I have a similar issue, I'm working with Anaconda and the spyder IDE, after TPOT runs a few generations I get a message saying that the kernel died; 2018_08_22-spyderkerneldiedforgithub I have tried this with PyCharm and the same happens (altough pycharm returns the following error; Process finished with exit code -1073741819 (0xC0000005) ).
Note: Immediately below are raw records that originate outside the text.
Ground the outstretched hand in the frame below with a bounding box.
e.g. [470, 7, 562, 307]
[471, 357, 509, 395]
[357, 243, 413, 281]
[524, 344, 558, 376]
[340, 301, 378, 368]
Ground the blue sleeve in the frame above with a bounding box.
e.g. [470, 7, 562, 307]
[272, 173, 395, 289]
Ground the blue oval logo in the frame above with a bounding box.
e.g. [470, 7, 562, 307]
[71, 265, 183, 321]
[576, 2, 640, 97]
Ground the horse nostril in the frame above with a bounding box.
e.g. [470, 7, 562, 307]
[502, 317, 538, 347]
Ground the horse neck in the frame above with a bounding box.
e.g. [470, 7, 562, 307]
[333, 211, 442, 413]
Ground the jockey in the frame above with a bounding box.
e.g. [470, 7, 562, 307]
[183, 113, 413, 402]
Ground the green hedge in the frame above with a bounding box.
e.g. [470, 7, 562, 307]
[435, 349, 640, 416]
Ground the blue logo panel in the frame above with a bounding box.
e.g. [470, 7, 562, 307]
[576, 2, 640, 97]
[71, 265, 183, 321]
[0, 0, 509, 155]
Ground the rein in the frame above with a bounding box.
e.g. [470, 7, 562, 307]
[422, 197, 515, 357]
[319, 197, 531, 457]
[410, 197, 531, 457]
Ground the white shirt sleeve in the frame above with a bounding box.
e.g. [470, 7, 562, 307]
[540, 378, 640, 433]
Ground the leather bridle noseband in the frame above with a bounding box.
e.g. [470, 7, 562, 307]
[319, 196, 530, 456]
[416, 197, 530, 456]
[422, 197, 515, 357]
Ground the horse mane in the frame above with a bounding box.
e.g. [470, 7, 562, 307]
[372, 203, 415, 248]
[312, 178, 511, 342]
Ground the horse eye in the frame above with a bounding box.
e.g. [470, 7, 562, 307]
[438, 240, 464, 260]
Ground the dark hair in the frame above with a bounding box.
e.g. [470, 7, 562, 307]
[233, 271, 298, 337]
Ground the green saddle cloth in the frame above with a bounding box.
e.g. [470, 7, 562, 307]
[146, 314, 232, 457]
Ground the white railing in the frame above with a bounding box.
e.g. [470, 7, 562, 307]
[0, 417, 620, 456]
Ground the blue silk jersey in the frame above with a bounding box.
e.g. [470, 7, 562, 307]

The enviroment im working on has; 2018_08_22-pythonversionspyderforgithub

I have worked with large (> 10'000k datapoints) and small (< 1000k datapoints) datasets, I'm attaching a copy of a part of the dataset; 2018_08_22-XSLX_SnipForGithub.xlsx

Below is my code;

`import numpy as np import pandas as pd import os from tpot import TPOTRegressor

dataset = pd.read_csv(r'2018_08_22-XSLX_SnipForGithub.csv', index_col = 0)

values = dataset values = values.values

n_train_hours = 4000 train = values[:n_train_hours,] test = values[n_train_hours:, ] train_X, train_y = train[:, 1:], train[:, 0] test_X, test_y = test[:, 1:], test[:, 0] print(train_X.shape, train_y.shape, test_X.shape, test_y.shape)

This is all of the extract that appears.